Efficacy of N-Acetylcysteine in Treatment of Overt Diabetic Nephropathy
Status:
Completed
Trial end date:
2007-06-01
Target enrollment:
Participant gender:
Summary
Diabetic nephropathy has become the single most frequent cause of end-stage renal disease.
On a molecular level, at least five major pathways have been implicated in glucose-mediated
vascular and renal damage and all of these could reflect a single hyperglycaemia-induced
process of overproduction of reactive oxygen species.
Recent studies have shown that inflammation, and more specifically pro-inflammatory cytokines
play a determinant role in the development of micro- vascular diabetic complications, most of
the attention has been focused on the implications of TNF-α in the setting of diabetic
nephropathy.
Glutathione is the most abundant low-molecular-weight thiol, and Glutathione/ glutathione
disulfide is the major redox couple in animal cells.
N-acetylcysteine is effective precursors of cysteine for tissue Glutathione synthesis.

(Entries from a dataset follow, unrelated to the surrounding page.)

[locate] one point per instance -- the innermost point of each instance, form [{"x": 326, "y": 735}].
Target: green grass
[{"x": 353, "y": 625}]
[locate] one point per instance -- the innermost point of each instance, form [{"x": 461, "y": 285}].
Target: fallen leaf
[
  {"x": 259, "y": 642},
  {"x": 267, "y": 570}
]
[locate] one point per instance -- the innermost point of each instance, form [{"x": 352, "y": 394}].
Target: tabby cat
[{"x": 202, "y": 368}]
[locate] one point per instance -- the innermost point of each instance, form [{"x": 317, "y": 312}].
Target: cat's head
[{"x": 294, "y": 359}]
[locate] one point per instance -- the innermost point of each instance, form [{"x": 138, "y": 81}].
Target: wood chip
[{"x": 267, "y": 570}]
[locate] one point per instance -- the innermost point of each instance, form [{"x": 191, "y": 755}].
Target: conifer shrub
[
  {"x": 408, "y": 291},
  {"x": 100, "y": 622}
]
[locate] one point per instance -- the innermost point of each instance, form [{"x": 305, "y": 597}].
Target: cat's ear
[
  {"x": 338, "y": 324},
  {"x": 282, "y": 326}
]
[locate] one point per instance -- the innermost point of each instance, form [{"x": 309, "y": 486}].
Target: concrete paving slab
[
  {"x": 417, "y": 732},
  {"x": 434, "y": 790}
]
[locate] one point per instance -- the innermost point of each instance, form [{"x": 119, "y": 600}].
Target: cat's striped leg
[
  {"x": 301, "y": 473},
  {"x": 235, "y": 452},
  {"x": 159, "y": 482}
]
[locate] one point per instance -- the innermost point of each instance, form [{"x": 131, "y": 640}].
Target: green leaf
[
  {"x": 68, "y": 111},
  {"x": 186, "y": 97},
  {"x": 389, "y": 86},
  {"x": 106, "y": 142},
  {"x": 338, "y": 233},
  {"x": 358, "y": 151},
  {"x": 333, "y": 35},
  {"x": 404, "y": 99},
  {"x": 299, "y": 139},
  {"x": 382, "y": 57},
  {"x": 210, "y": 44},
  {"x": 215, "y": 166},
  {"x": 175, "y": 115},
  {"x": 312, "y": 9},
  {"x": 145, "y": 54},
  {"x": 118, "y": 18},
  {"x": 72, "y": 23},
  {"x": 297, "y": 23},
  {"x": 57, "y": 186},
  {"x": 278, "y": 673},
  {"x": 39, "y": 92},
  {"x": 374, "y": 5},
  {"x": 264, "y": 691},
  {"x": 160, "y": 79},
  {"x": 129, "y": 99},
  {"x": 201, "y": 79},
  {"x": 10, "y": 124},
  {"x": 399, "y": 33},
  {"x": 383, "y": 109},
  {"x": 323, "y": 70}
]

Not only does N-acetylcysteine exhibit antioxidant properties, but it may also counteract the
glycation cascade through the inhibition of oxidation.
N-acetylcysteine can also reduce the apoptosis elicited by reactive oxygen species .
Indeed, N-acetylcysteine has been shown to inhibit reactive oxygen species induced mesangial
apoptosis and to be able to protect cells from glucose-induced inhibition of proliferation.